Intisari-Online.com-Senin (16/8/2021), Perdana Menteri Malaysia Muhyiddin Yassin mundur bersama kabinetnya.
Hal itu terjadi setelah 17 bulan penuh kekacauan politik.
Muhyiddin naik menjadi PM Malaysia pada Maret 2020 tanpa pemilu, menyusul kolapsnya pemerintahan reformis berusia dua tahun yang dipimpin politisi veteran, Mahathir Mohamad.
Namun, pemerintahannya menghadapi gejolak sejak hari pertama.
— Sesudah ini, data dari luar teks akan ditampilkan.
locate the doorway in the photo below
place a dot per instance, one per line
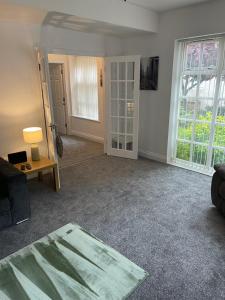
(78, 106)
(198, 142)
(57, 80)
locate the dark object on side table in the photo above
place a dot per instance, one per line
(14, 202)
(218, 188)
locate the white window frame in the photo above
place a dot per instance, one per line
(174, 107)
(79, 116)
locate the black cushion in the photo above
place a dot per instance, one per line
(14, 202)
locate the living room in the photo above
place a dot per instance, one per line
(155, 211)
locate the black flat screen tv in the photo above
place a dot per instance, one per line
(149, 73)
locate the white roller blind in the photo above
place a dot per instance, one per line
(84, 84)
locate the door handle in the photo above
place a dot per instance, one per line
(53, 126)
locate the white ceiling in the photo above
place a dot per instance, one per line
(65, 21)
(164, 5)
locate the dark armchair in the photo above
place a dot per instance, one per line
(14, 202)
(218, 188)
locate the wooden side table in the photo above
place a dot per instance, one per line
(41, 165)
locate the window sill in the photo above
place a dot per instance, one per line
(86, 119)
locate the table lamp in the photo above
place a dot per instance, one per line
(33, 135)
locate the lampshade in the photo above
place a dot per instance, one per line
(32, 135)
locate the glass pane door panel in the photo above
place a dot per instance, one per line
(122, 90)
(130, 90)
(122, 142)
(122, 103)
(114, 90)
(219, 137)
(221, 112)
(129, 142)
(114, 124)
(122, 71)
(130, 109)
(115, 141)
(207, 86)
(218, 156)
(183, 151)
(114, 108)
(222, 87)
(122, 108)
(199, 155)
(121, 125)
(130, 123)
(114, 71)
(185, 130)
(200, 135)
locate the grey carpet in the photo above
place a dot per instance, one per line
(158, 216)
(77, 150)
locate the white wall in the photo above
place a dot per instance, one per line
(155, 105)
(20, 98)
(111, 11)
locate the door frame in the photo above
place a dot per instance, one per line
(44, 78)
(67, 124)
(107, 144)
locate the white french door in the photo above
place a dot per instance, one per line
(199, 140)
(122, 105)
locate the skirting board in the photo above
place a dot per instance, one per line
(87, 136)
(152, 156)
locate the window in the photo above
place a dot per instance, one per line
(84, 82)
(200, 105)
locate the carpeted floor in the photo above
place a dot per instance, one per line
(158, 216)
(77, 150)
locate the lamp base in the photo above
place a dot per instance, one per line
(35, 155)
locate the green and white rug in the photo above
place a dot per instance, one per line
(68, 264)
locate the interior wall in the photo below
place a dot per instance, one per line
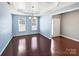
(15, 19)
(56, 25)
(70, 24)
(5, 25)
(46, 25)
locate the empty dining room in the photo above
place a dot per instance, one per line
(39, 28)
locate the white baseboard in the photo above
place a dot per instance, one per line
(70, 38)
(5, 47)
(46, 36)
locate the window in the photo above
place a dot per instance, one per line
(21, 24)
(34, 23)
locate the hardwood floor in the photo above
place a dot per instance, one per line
(38, 45)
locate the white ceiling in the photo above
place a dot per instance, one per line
(37, 8)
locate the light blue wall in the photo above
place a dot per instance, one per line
(46, 25)
(5, 25)
(28, 26)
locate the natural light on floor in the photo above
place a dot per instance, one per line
(34, 43)
(22, 46)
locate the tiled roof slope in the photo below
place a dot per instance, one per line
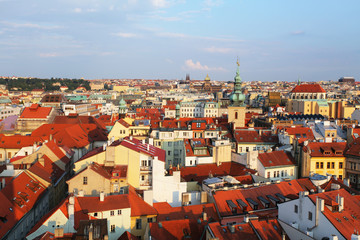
(308, 88)
(35, 111)
(276, 158)
(351, 211)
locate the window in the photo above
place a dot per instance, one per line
(84, 180)
(138, 223)
(340, 165)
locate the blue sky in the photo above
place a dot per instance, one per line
(166, 39)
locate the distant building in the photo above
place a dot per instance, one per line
(350, 80)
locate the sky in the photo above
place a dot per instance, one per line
(275, 40)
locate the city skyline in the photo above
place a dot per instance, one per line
(160, 39)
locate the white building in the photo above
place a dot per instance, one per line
(325, 215)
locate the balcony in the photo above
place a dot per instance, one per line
(145, 168)
(145, 183)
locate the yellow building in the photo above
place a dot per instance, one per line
(323, 158)
(137, 156)
(120, 88)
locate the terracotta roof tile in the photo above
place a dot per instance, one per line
(276, 159)
(35, 111)
(308, 88)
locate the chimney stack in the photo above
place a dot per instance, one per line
(102, 196)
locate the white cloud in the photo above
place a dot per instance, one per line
(298, 33)
(77, 10)
(159, 3)
(218, 50)
(126, 35)
(191, 65)
(213, 3)
(48, 55)
(80, 10)
(171, 35)
(28, 25)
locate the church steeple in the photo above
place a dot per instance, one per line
(237, 98)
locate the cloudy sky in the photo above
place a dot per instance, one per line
(166, 39)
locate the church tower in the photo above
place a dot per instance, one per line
(122, 108)
(236, 110)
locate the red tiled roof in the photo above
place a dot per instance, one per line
(127, 236)
(202, 171)
(351, 208)
(269, 229)
(354, 148)
(111, 202)
(78, 120)
(178, 229)
(50, 172)
(321, 149)
(18, 141)
(242, 231)
(284, 188)
(138, 206)
(17, 198)
(253, 136)
(35, 111)
(276, 159)
(138, 146)
(308, 88)
(166, 212)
Baca Juga: Mengintip Ketangguhan VAT-69, Pasukan Khusus Kebanggaan Rakyat Malaysia, Lebih Hebat dari Kopassus?
Mayoritasnya di parlemen diragukan, legitimasinya terus-menerus dipertanyakan, dan posisinya kerap dirongrong ketua oposisi Anwar Ibrahim.
Selain itu, Muhyiddin juga diterpa kritik deras atas kegagalannya mengendalikan wabah virus corona di Malaysia, yang kini mencapai lebih dari 1,1 juta kasus dan 12.000 kematian.
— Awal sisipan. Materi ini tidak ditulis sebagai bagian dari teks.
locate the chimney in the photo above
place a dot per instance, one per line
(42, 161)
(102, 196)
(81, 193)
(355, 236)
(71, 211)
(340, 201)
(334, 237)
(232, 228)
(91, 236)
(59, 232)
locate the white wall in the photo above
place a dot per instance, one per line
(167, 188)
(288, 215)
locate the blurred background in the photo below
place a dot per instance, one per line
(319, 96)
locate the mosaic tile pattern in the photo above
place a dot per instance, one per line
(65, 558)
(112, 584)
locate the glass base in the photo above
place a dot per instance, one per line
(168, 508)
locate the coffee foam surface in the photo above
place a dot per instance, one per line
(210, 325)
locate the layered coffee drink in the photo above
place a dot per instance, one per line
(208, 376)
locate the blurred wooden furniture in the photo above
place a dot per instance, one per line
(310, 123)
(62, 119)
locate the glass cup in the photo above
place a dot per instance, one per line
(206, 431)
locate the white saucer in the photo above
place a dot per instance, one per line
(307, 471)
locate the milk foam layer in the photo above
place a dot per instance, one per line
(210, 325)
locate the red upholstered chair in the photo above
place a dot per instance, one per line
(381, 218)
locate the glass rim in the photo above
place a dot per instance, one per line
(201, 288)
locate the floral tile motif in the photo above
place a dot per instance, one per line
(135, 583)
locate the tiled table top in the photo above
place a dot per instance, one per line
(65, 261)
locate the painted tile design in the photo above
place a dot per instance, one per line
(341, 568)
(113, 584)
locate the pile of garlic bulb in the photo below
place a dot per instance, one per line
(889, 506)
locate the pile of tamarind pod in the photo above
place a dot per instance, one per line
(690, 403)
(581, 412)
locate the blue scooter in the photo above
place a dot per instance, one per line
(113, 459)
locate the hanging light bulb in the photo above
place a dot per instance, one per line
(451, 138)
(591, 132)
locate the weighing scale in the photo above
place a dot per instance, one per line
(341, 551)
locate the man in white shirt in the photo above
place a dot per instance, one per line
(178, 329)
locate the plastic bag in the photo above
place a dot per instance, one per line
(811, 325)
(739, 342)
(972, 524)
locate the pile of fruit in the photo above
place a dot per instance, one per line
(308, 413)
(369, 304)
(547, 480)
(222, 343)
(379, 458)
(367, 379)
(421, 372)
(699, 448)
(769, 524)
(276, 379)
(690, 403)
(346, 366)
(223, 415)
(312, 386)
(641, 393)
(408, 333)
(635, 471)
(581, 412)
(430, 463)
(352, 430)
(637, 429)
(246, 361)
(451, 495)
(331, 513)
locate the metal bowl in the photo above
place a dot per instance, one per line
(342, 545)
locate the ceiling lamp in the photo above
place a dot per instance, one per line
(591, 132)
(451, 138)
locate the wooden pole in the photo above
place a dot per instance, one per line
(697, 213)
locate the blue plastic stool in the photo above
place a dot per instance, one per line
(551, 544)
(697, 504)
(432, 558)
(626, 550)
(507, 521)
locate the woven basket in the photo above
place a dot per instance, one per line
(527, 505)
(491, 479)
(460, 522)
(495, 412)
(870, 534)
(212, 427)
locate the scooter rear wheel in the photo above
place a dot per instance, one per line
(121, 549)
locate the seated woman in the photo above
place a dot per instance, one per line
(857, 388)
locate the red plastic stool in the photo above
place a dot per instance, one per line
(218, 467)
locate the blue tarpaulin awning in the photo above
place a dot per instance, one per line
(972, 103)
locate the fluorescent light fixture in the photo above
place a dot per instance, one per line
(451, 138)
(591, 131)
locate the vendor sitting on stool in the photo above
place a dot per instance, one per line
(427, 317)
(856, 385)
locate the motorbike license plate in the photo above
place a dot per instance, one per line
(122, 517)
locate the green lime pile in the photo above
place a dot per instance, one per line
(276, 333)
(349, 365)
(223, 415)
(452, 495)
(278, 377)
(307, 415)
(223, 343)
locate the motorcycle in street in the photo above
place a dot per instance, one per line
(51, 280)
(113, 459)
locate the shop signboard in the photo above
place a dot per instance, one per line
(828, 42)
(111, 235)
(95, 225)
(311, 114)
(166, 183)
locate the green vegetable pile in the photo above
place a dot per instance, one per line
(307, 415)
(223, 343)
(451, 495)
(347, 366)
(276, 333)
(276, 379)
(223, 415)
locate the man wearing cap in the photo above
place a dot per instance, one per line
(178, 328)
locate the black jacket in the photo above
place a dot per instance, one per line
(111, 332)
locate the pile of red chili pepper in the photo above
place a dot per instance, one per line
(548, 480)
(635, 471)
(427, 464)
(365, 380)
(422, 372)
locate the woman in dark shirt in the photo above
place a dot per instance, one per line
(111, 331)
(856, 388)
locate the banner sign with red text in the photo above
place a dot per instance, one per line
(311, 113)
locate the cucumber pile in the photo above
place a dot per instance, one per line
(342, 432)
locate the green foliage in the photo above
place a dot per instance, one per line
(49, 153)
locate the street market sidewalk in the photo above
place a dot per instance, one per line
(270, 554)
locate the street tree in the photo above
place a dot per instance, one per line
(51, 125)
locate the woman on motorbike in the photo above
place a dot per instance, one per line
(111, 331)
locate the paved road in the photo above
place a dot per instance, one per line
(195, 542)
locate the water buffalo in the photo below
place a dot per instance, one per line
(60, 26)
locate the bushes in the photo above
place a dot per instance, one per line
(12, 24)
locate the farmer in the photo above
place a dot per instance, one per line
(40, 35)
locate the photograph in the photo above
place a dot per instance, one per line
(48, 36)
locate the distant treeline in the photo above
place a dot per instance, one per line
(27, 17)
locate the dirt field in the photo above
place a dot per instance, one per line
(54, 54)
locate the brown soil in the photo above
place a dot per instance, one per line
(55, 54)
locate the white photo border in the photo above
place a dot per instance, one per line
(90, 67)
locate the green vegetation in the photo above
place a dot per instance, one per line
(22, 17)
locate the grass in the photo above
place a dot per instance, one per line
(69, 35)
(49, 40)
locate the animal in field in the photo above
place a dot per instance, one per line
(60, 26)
Periode penuh gejolak Muhyiddin berakhir usai sekutu menarik dukungan, dan upaya terakhir mempertahankan jabatan gagal.
Dengan demikian, Muhyiddin menjadi PM Malaysia dengan masa jabatan tersingkat.
Setelah rapat kabinet terakhir, pria berusia 74 tahun itu menuju istana negara untuk mengajukan pengunduran dirinya kepada raja Sultan Abdullah.
Menteri Sains Malaysia, Khairy Jamaluddin, mengonfirmasi di Instagram Story bahwa seluruh kabinet telah mundur.
"Terima kasih atas kesempatannya, sekali lagi, mengabdi pada bangsa," tulisnya.
Mohamad Redzuan Yusof, menteri di kantor PM, mengonfirmasi kepada AFP bahwa Muhyiddin telah mengajukan pengunduran dirinya dan diterima.
Muhyiddin dilaporkan akan berpidato untuk masyarakat pada Senin malam waktu setempat.
Belum jelas siapa yang akan menjadi pengganti Muhyiddin.
Sementara itu menggelar pemilu nyaris tidak mungkin karena pandemi Covid-19 dan penurunan ekonomi.
"Penggantinya adalah dugaan bagi siapa pun," kata Oh Ei Sun, analis di Singapore Institute of International Affairs, dikutip dari AFP.
Raja Malaysia secara konstitusional dapat menunjuk perdana menteri.
Dia juga berhak menilai siapa yang mendapat dukungan cukup dari anggota parlemen.